Al confine tra la Germania e la Cecoslovacchia esisteva un territorio che ospitava una larghissima minoranza di etnia tedesca. Le pressioni della Germania per far sì che ai tedeschi dei Sudeti venisse concessa una larga autonomia erano iniziate ancora durante la Repubblica di Weimar, prima dell'arrivo al potere di Hitler.
A partire dal 1933, con l'arrivo al potere dei nazisti in Germania, la questione dei Sudeti divenne una delle rivendicazioni principali di Hitler.
La Germania nazista non puntava più alla semplice concessione di autonomia per i Sudeti: l'intento era l'annessione. Nel 1938 le pressioni tedesche si fecero sempre più forti sino ad arrivare alle minacce aperte. Contemporaneamente anche Polonia e Ungheria avanzavano pretese territoriali. L'Europa sembrava sull'orlo di una guerra per la questione dei Sudeti.
Fu a questo punto che per iniziativa di Benito Mussolini si tenne, a partire dal 29 settembre 1938, la cosiddetta Conferenza di Monaco. Vi parteciparono Daladier (Francia), Chamberlain (Gran Bretagna), Mussolini (Italia) e ovviamente Hitler.
La pace in Europa venne salvaguardata sacrificando la Cecoslovacchia: la Germania venne autorizzata tra il 1° ed il 10 ottobre 1938 a procedere alla annessione dei Sudeti.

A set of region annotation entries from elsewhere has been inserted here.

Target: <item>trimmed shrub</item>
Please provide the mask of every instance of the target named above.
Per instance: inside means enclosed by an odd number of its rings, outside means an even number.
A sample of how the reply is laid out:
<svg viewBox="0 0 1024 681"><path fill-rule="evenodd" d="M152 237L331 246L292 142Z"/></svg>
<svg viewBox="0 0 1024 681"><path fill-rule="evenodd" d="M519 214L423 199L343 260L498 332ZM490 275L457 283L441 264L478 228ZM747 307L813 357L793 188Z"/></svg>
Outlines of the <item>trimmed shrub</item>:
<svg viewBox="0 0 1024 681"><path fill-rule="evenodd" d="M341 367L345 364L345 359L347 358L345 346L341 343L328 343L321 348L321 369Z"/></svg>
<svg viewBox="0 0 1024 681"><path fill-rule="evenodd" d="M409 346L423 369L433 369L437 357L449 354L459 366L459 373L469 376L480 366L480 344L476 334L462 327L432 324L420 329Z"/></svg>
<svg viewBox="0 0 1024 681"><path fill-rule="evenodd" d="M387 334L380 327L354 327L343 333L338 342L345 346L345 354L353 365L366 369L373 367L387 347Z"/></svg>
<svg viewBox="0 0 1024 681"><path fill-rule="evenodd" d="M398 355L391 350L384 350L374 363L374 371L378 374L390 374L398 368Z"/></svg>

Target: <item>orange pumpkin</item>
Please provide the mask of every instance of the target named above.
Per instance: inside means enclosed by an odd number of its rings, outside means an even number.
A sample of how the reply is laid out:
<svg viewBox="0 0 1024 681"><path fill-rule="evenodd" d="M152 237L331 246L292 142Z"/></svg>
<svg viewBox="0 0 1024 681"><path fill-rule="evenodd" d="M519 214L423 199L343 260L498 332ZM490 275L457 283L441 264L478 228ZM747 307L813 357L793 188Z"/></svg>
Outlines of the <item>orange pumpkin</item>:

Si trattava soltanto del primo passo, Hitler intendeva annettersi anche la Boemia e la Moravia. Per ottenere questo risultato era però necessario avere un buon motivo diplomatico. Se ciò che rimaneva della Cecoslovacchia fosse caduta in una situazione di caos istituzionale la Germania sarebbe potuta intervenire per "proteggere" la regione. Le spinte indipendentiste slovacche furono l'arma che serviva ad Hitler.
Foto: Chamberlain, Daladier, Hitler e Mussolini alla conferenza di Monaco

I partecipanti alla conferenza di Monaco, in prima fila da sinistra: Neville Chamberlain, Edouard Daladier, Adolf Hitler, Benito Mussolini e Galeazzo Ciano.

Foto: Neville Chamberlain e Adolf Hitler a Monaco
1938: Neville Chamberlain, premier inglese, si incontra con Adolf Hitler a Monaco per decidere il destino dei Sudeti.